Além do Acre, a capital Rio Branco está entre as cidades brasileiras com nível de atividade de SRAG classificado como alerta, risco ou alto risco, ao lado de Manaus (AM), Belém (PA) e Porto Velho (RO).
De acordo com a Fiocruz, o aumento recente é especialmente notável entre crianças e adolescentes, possivelmente relacionado ao retorno às aulas e à maior circulação de vírus respiratórios em ambientes escolares. O boletim também aponta um início ou manutenção do aumento de casos entre crianças de até 2 anos, principalmente associado ao vírus sincicial respiratório.
Outros vírus identificados incluem o rinovírus, que tem contribuído para o aumento de hospitalizações em crianças e adolescentes, e a influenza A, que afeta jovens, adultos e idosos. O Acre já havia registrado 265 notificações e 2 mortes por síndrome respiratória em menos de 2 meses.
O levantamento mostra que vários estados da região Norte apresentam tendência de crescimento ou níveis de alerta para SRAG. Além do Acre, Amazonas, Pará, Amapá e Rondônia estão entre as unidades da federação com atividade de SRAG em níveis de alerta, risco ou alto risco nas últimas duas semanas analisadas.
No boletim anterior do InfoGripe, referente à Semana Epidemiológica 7 (15 a 21 de fevereiro), o Acre já apresentava incidência de SRAG classificada como risco, mas sem tendência de crescimento a longo prazo. Naquele momento, a alta de hospitalizações estava associada principalmente à influenza A e ao vírus sincicial respiratório.

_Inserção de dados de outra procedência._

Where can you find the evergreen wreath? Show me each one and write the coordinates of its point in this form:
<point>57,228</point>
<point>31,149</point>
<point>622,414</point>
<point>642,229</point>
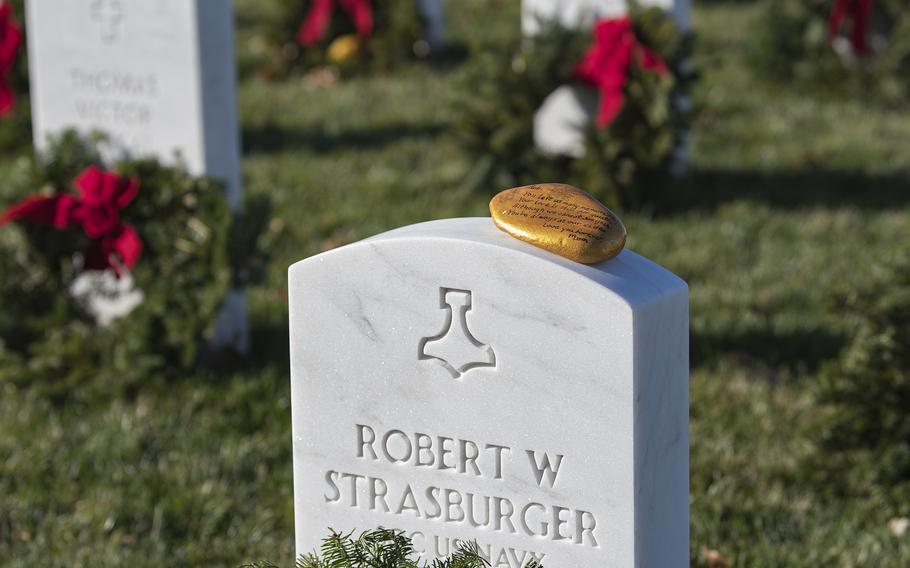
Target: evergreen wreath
<point>627,161</point>
<point>383,548</point>
<point>836,47</point>
<point>394,36</point>
<point>191,250</point>
<point>15,121</point>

No cenário nacional, o Brasil também indica um crescimento da doença, com 14.370 casos de SRAG notificados em 2026. Desses, 35% tiveram resultado positivo para algum vírus respiratório, 43,1% tiveram resultado negativo e 14,4% aguardam resultado laboratorial.

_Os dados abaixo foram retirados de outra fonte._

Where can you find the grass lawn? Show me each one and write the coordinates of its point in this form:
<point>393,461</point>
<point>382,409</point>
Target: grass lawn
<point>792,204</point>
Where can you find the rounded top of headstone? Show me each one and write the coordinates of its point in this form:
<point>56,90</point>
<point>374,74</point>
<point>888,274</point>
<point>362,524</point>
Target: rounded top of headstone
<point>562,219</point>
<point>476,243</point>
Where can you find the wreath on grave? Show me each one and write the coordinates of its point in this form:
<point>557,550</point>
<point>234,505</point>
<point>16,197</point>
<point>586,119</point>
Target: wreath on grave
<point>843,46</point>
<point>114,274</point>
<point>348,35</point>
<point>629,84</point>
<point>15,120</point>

Entre os casos positivos deste ano, os vírus mais identificados foram: rinovírus (40%), influenza A (20%), Sars-CoV-2 (Covid-19) (17%), vírus sincicial respiratório (13,6%) e influenza B (1,7%). A incidência de SRAG é mais elevada entre crianças pequenas, enquanto a mortalidade se concentra principalmente entre idosos, com a maioria das mortes associadas à Covid-19, seguida pela influenza A.